In the outpatient clinic, the registrars each had their own list of patients. The Oncology clinic contained many breast patients as breast disease (benign and malignant) is covered by the Gynaecologists in Belgium. I was further surprised to find 2 men amongst our list (both with ductal carcinoma in situ). Both female and male registrars examined and scanned patients without a chaperone (routine practice). There was a specialist nurse in the clinic too who gave support to the newly diagnosed cancer patients. Some patients were added on to the list for a yearly review, with no notable Gynaecological history but who just always came for a yearly check. All patients’ records were electronic, enabling easy access to records of previous visits in all specialties, imaging reports and the theatre diaries for booking operation dates from the clinic.
Most consultations were conducted in Dutch, but some patients spoke only French, and some English!
The delivery suite had 2 delivery rooms and 3 labour rooms and patients were moved from a labour room to a delivery room in the second stage. CTG monitors were applied to high risk women, and STAN (Fetal ECG ST Analysis) applied if the CTG became concerning. There was no standard (like our NICE guidelines) to define CTGs. Fetal blood sampling was never performed. Midwives cared for the women in labour, however medical staff were expected to perform the delivery in all cases and in many cases this would be the consultant. The typical length of stay was 5 days following a normal delivery and 6 days following a caesarean section – this time frame was dictated by the insurance fund.

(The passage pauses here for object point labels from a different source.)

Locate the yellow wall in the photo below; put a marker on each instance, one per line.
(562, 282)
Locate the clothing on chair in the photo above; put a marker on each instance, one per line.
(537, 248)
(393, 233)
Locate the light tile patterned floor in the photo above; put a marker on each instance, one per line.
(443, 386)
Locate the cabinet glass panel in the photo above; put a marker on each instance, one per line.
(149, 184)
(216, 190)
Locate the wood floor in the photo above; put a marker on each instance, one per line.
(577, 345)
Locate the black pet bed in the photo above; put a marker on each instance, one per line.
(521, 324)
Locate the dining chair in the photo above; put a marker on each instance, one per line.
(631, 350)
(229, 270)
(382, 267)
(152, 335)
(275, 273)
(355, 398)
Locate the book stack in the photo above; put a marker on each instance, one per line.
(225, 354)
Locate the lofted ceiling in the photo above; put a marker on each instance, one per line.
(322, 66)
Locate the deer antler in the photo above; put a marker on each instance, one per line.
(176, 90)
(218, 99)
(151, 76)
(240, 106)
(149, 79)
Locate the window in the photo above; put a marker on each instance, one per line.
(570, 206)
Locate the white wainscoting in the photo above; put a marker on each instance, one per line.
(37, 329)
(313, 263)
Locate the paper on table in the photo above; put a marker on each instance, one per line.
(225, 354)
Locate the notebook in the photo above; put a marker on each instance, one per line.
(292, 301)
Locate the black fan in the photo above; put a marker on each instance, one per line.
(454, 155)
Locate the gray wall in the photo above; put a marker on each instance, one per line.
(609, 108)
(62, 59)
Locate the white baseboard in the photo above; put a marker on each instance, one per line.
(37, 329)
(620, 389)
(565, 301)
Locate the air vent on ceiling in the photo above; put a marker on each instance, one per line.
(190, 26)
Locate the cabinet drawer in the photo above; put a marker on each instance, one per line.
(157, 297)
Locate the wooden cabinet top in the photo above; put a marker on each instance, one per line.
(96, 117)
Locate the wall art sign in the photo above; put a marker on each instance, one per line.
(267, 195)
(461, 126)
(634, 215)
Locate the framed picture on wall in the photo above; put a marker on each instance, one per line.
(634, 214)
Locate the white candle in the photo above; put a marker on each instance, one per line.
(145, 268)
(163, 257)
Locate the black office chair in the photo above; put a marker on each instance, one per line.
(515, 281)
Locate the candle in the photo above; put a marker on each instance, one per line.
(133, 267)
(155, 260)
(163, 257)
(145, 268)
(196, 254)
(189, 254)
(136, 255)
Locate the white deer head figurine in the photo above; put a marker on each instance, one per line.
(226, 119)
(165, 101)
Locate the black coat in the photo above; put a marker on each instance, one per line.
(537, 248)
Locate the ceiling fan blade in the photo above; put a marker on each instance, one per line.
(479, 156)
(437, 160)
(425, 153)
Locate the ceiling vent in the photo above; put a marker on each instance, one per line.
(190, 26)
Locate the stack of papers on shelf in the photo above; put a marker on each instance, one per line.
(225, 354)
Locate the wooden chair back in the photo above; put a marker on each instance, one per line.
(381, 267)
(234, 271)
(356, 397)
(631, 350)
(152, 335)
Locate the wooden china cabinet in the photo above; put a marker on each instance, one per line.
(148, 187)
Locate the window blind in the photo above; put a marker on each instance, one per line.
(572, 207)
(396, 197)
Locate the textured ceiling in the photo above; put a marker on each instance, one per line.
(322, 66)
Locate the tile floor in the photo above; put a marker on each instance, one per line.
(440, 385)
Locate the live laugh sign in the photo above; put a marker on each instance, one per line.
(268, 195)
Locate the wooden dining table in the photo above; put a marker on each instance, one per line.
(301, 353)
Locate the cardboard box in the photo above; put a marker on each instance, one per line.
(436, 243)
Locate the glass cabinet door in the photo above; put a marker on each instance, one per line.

Both Obstetric and Gynaecological management was decided by the trainee and consultant, and there were no published local or national guidelines on which to base care, which is something to which we have become accustomed in the UK.
Ward rounds were standard. The trainee and named nurse formed the core, accompanied by the consultant for some patients. A mobile computer came with us on which patient notes were documented and for me this was quite a novelty!
On call was made up of ward rounds, delivery suite and seeing Gynaecological emergency self and GP referrals. Dress was green scrubs and contact was via the DECT telephone system.
On the fourth day we travelled to the centre of Antwerp for the annual meeting of ENTOG. Present were most exchange trainees, the ENTOG executive and country representatives. Four UK trainees were there: myself and Karen Rose, who had attended the exchange, and Maud and Annii, who are the RCOG Trainees Committee representatives for ENTOG. Three trainees gave a short presentation on their exchange experiences, and then there was election of new council members. Congratulations to Karen who was elected member of the ENTOG committee! Maud also gave an overview of plans already in place for ENTOG 2011, which will be a UK-wide exchange followed by the annual meeting in central London.
The following day’s session, entitled, ‘What is the future of Obstetrics and Gynaecology in Europe?’ saw lectures about medical error, legal issues in training and the importance of the doctor-patient relationship, followed by a debate about the suggested separation of training in Obstetrics and Gynaecology in Europe. There was no clear majority!!
Many thanks to Martine Hollander for hosting me, organising such a varied clinical timetable and wonderful social events, and for adding many personal touches during my week in Belgium; to Prof Yves Jacquemyn, head of department at UZA for making me very welcome and for buying me lunch every day, and to George Georgiou for being my exchange buddy. Thanks also to the RCOG for sponsorship and to Maud and Annii of the Trainees’ Committee for their help and support.
1. Central Intelligence Agency’s World Factbook, USA, 2008.
2. The United Nations World Population Prospects, 2006. United Nations’ Department of Economic and Social Affairs, Population Division, New York.